Step 3: Compute neuron partial derivatives

$$
\frac{\partial z}{\partial w_1} = x_1, \quad \frac{\partial z}{\partial w_2} = x_2, \quad \frac{\partial z}{\partial b} = 1
$$

Step 4: Apply chain rule to compute the partial derivative (assuming ReLU is activated)

$$
\frac{\partial L}{\partial w_1} = (y - t) . 1 . x_1
$$

$$
\frac{\partial L}{\partial w_2} = (y - t) . 1 . x_2
$$

$$
\frac{\partial L}{\partial b} = (y - t) . 1 . 1
$$

## Code example

Setup the intial inputs and neurons parameters:

In [14]:
x = [1.0, -2.0, 3.0] # Inputs
w = [-3.0, -1.0, 2.0] # Weights
b = 1.0 # Bais

Apply forward propagations.

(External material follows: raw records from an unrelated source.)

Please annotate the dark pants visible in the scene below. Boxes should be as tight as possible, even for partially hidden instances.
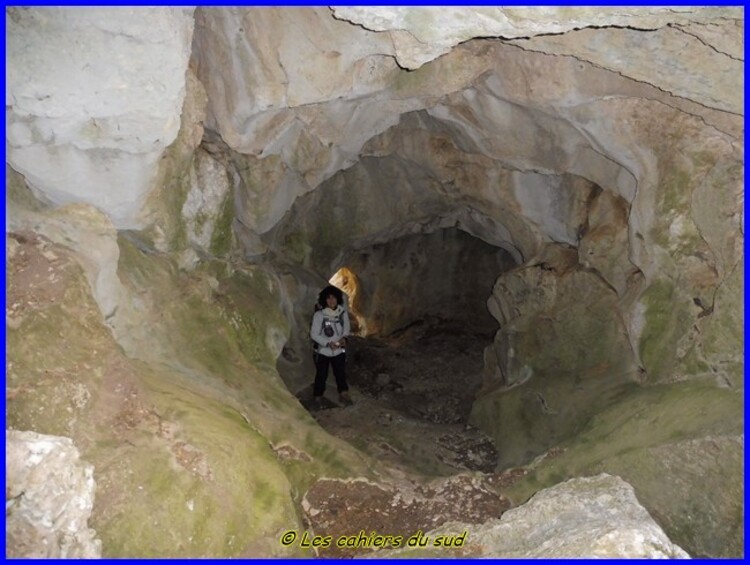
[313,353,349,396]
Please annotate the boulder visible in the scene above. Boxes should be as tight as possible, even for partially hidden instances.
[5,430,102,559]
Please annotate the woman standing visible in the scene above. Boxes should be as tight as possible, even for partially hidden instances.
[310,286,352,408]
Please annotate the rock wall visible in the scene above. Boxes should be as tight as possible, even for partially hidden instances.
[382,473,689,559]
[6,7,744,556]
[5,430,102,559]
[344,228,514,335]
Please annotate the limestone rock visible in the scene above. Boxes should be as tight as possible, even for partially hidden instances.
[5,430,101,559]
[333,6,742,69]
[6,7,193,227]
[181,150,234,252]
[418,473,689,559]
[503,379,744,558]
[514,18,744,114]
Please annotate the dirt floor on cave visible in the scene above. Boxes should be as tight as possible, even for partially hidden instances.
[290,318,526,557]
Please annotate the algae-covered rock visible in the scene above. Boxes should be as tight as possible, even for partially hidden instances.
[381,473,688,559]
[7,225,378,557]
[471,246,638,465]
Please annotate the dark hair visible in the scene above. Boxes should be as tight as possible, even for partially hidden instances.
[318,285,344,308]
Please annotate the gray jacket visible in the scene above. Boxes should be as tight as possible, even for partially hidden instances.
[310,305,351,357]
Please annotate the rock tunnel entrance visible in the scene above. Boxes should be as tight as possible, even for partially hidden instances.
[285,227,516,476]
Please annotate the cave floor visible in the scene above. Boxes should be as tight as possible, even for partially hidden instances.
[298,318,526,557]
[299,318,497,477]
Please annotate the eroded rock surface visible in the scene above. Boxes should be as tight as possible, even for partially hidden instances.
[5,7,194,227]
[6,7,744,556]
[382,474,689,559]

For this example we will optimize the neural network output, by making it converge to 0, which isn't a realistic example. In practice the goal is to optimize the loss function, not the neural network output. 

In [15]:
# Calculate neuron output pre-activation
xw0 = w[0] * x[0]
xw1 = w[1] * x[1]
xw2 = w[2] * x[2]
z = xw0 + xw1 + xw2 + b

# Calculate neuron output by applying ReLU
y = max(0, z)

print("Output:", y)

Output: 6.0


Apply derivation starting from the end activation function. Using the `dx_dy` variable naming convention to denote the partial derivative of `x` over `y`: $\frac{\partial x}{\partial y}$

In [16]:
# Activation function derivative.
dy_dz = (1 if z > 0 else 0)

# Neuron derivative pre-activation. 
dz_dw0 = x[0]
dz_dw1 = x[1]
dz_dw2 = x[2]
dz_db = b

In [20]:
# Apply chain rule to caculate activation function derivative relative to 
# weights and bais.
dy_dw0 = dy_dz * dz_dw0
dy_dw1 = dy_dz * dz_dw1
dy_dw2 = dy_dz * dz_dw2
dy_db = dy_dz * dz_db

dw = [dy_dw0, dy_dw1, dy_dw2] # Weights gradient
db = dy_db # Bais gradient

print("Weight gradient:", dw)
print("Bais gradient:", db)

Weight gradient: [1.0, -2.0, 3.0]
Bais gradient: 1.0


Using the gradient to make slight modifications to the model parameters.

In [21]:
epsilon = -0.01

w[0] += dw[0] * epsilon
w[1] += dw[1] * epsilon
w[2] += dw[2] * epsilon
b += db * epsilon

Re-running the same forward pass with the adjusted weights.

In [22]:
# Calculate neuron output pre-activation
xw0 = w[0] * x[0]
xw1 = w[1] * x[1]
xw2 = w[2] * x[2]
z = xw0 + xw1 + xw2 + b

# Calculate neuron output by applying ReLU
y = max(0, z)

print("Output:", y)

Output: 5.8500000000000005


We can see that after adjusting the parameters, the output when from `6.00` to `5.85`. Yeah!